“I’m always trying something new,” says Cape Cod artist Jenny Fragosa. “I don’t just do one thing. I never want things to look the same.” Fragosa applies this same experimentation to her life path—an unconventional one that started in a creative household. Her father is a self-taught, renowned airbrush and pinstriper, making his living and his art by painting on motorcycles, cars, and boats among other everyday canvases. “Growing up, it was whatever’s around, use it as art. Make something of it and use your imagination. Here’s a stick—make a toy,” she remembers.
Entirely self-taught, Fragosa skipped college. Unlike a lot of American kids who haven’t seen much of the world, Fragosa spent the time after high school traveling all over the world—a few months in Costa Rica, a few in Nicaragua, then on to Ireland, Scotland, France, and Italy. Her travels led her to Cape Cod, where she has lived with her husband, since 2000.
Always the observer, Fragosa loves watching people and life unfold. Like a sponge, she absorbs and internalizes her experiences; she says she puts them in a “bucket in her head,” which she empties into her work. “For two to three weeks, I don’t process things, emotions, and eventually the bucket is full, and I have to process,” she explains. “I do use those feelings in my work. They all come out on the paper.”
Fragosa’s sense of mark making, composition, and color are impressive given her lack of formal artistic training. Her visual language is distinctly her own, yet she has paid attention to the art world around her. Her pieces can comfortably converse with the likes of Betty Carroll Fuller or Vicky Tomayko, the latter of whom Fragosa describes as one of her heroes. Fragosa is first and foremost an installation artist. “I always picture the work up in space first,” she says.

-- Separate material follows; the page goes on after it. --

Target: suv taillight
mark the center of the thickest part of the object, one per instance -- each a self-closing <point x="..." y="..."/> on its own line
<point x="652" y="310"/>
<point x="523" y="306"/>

The transforming medium of printmaking is one of her favorites. Working big and fast, her process is an intuitive one. She works in layers—of material and of visual language. “I just start,” she explains. “A blank canvas in front of your face is daunting, so I just like marking it up. It’s taming, fixing, layering, covering.” There is a lot of editing. Movement floats from one mark to the next in a swarming circle. Scrawling illustrations appear floating on muted, colored grounds. Never over-thought, her prints have the brilliance of childhood imaginings. It’s a humble proposition—just a play of mark, color, gesture, and texture on a page. Fragosa demonstrates a confident lack of self-awareness in the work, perhaps an advantage of never experiencing the doubt-inspiring critiques often found in formal art school. She is fearless in her image making. “I use anything I can get my hands on,” she says.
Fragosa is a partner in Cutrona Studios, a studio/gallery space in Mashpee Commons that she shares with local photographer Dan Cutrona. The gallery is a new challenge for an artist restlessly pushing herself to achieve more.